Rae didn’t remember running.
One second she was in the mirror room, staring at her sister’s impossible face—the next, she was back downstairs, hunched over the dusty kitchen sink, splashing cold water onto her trembling hands.
The pipes groaned like something alive. The water stank of rust and something older—metallic and earthy, like blood soaked into soil. She let it run anyway, gripping the edge of the counter until her knuckles whitened.
She looked up.
A small mirror hung crooked above the sink, its surface cloudy.
Don’t.
Still, she looked.
Her reflection stared back, pale and shaken. Nothing wrong. No black eyes. No lingering smile. No Nova.
But that didn’t mean she imagined it.
Rae reached into her coat pocket, fingers closing around her phone. She scrolled to the voicemail again, hesitating only briefly before hitting play.
“Rae, listen to me—”
Static.
“—you can’t trust what you see. The mirrors… they remember. They feed off what we forget.”
“It’s not just the house. It’s us. It’s always been us.”
Click.
The message ended.
She sat down hard in one of the kitchen chairs, swallowing her fear with a bitterness that tasted like regret. Nova had been unraveling before she died, talking about strange symbols, memories that didn’t belong to her, mirrors that whispered at night.
Everyone thought it was trauma. Grief. Madness.
But Rae had seen her.
And she knew what she saw wasn’t madness. It was real.
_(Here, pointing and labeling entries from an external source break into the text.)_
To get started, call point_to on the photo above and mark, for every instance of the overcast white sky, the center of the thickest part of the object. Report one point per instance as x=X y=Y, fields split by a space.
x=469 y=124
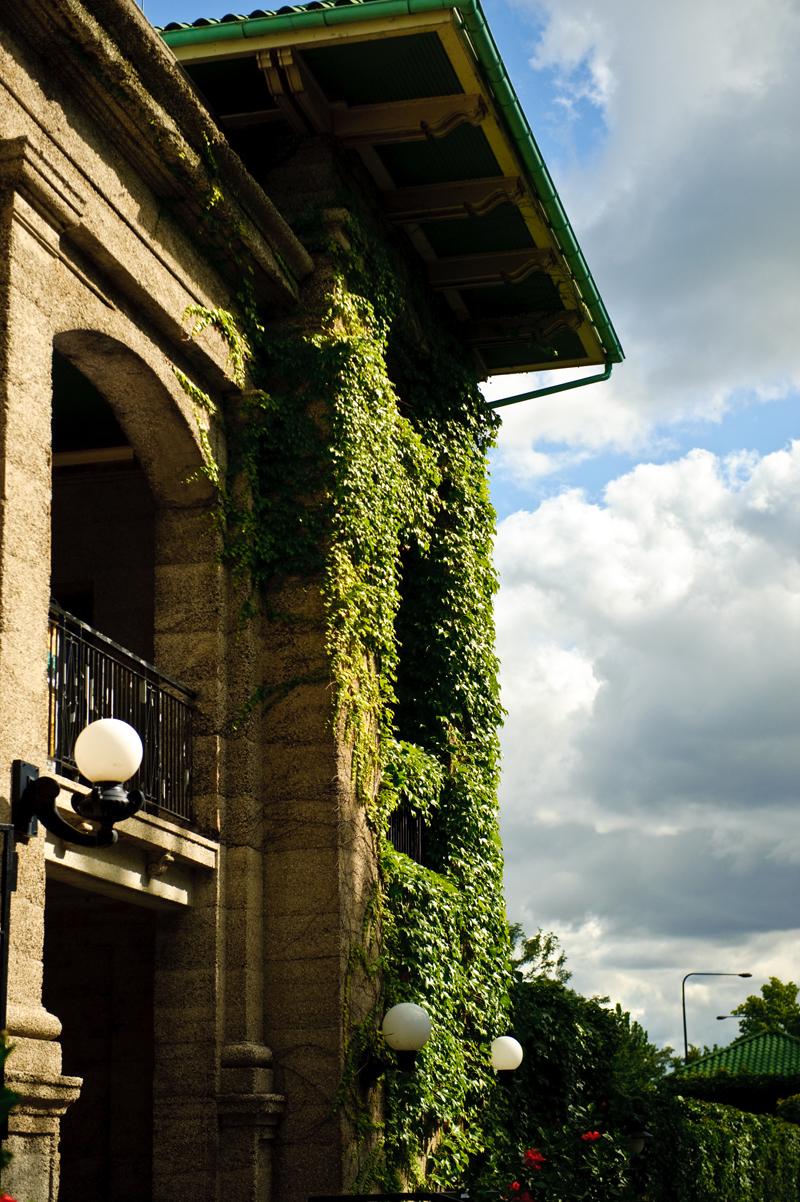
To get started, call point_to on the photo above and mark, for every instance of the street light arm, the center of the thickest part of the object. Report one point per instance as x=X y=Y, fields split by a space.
x=684 y=1000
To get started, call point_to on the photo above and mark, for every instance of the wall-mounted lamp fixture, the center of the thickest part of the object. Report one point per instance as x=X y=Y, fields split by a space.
x=406 y=1029
x=107 y=753
x=506 y=1053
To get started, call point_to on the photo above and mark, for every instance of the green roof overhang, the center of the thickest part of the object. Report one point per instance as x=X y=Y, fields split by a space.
x=419 y=90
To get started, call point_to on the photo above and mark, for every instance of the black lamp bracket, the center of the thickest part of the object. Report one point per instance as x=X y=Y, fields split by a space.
x=33 y=801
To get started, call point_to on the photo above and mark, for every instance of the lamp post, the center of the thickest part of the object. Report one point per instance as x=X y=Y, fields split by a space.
x=684 y=1000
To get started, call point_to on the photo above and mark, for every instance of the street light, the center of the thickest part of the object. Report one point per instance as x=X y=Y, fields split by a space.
x=107 y=753
x=684 y=999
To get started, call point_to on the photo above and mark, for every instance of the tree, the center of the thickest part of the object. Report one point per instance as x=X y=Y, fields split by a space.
x=776 y=1010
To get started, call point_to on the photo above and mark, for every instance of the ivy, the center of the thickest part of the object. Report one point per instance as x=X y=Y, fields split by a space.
x=358 y=463
x=703 y=1152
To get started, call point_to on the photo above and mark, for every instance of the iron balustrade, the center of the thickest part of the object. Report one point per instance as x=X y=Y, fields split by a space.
x=91 y=677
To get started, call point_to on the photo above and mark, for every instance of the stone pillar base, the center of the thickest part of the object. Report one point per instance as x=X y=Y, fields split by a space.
x=34 y=1134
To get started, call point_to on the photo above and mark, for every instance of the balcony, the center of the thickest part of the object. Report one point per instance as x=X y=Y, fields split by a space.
x=91 y=677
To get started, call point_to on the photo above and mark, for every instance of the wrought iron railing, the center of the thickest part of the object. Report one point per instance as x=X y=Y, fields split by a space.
x=91 y=677
x=406 y=832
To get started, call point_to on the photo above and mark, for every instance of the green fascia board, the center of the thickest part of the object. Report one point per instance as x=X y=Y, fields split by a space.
x=494 y=70
x=760 y=1054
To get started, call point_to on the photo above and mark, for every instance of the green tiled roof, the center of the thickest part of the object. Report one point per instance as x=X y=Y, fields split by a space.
x=771 y=1053
x=418 y=90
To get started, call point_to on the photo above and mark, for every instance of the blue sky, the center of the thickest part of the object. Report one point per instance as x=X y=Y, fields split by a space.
x=649 y=528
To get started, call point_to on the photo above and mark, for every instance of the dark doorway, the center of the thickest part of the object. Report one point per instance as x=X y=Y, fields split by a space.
x=99 y=959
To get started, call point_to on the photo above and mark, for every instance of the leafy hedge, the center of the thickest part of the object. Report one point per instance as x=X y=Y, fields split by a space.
x=758 y=1093
x=702 y=1152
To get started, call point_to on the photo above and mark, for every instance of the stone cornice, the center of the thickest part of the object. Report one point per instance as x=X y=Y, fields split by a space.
x=24 y=168
x=142 y=100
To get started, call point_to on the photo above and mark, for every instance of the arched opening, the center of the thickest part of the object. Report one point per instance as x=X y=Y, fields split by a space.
x=99 y=979
x=105 y=512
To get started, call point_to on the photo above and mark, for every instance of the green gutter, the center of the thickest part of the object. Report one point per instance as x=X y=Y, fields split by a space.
x=505 y=96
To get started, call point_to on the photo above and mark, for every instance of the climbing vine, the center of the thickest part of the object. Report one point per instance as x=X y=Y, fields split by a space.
x=363 y=466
Her phone buzzed—low and sharp. A text popped up from an unknown number:
Did she smile?
Rae’s blood turned to ice.
She stared at the screen, heart thudding so loud it drowned out the groaning of the house. Her fingers hovered, shaking, then typed:
Who is this?
Three blinking dots.
You were never supposed to go into that room.
She stood up so fast the chair tipped over behind her, crashing to the floor. Her breath came in ragged bursts now, a tight coil wrapping around her lungs. She backed away from the phone as if distance could make it stop.
A cold wind stirred the kitchen curtains. The window was closed.
She turned.
The hallway beyond the kitchen had changed.
Where once had been wallpaper patterned with roses and gold vines was now a long row of mirrors—dozens of them, all tall, all shimmering faintly like the air above asphalt on a hot day.
Her own reflection stared at her from every angle.
But only some of them moved when she did.
The third one on the left—she wasn’t blinking.
Rae stepped forward cautiously, eyes locked on her own face in that third mirror. Her heart pounded in her throat.
Closer.
She reached a hand forward.
The mirror-Rae tilted her head in the wrong direction.
Not a reflection.
A mimic.
Rae jerked her hand back as the thing behind the glass grinned—wide and slow, like it knew her bones. Like it had been waiting, starving, and she had just stepped too close.
Suddenly, every mirror in the hallway cracked—hairline fractures spreading like frostbite across glass. Each one whispered her name.
Rae…
She bolted.
Feet pounding up the stairs, her breath hitching, lungs burning. She needed to get out. Out of the house. Out of the forest. Out of whatever this was.
But when she reached the top of the stairs, the hallway didn’t look the same.
There were more doors now.
Too many.
And they were breathing.
Each one pulsed faintly, expanding and contracting like lungs. The wallpaper squirmed, patterns shifting, symbols revealing themselves in the gold lines—eyes, keys, spirals.
Rae spun around.
The staircase was gone.
Not behind her.
Not anywhere.
She was trapped.
Trapped in a house that didn’t follow the laws of nature.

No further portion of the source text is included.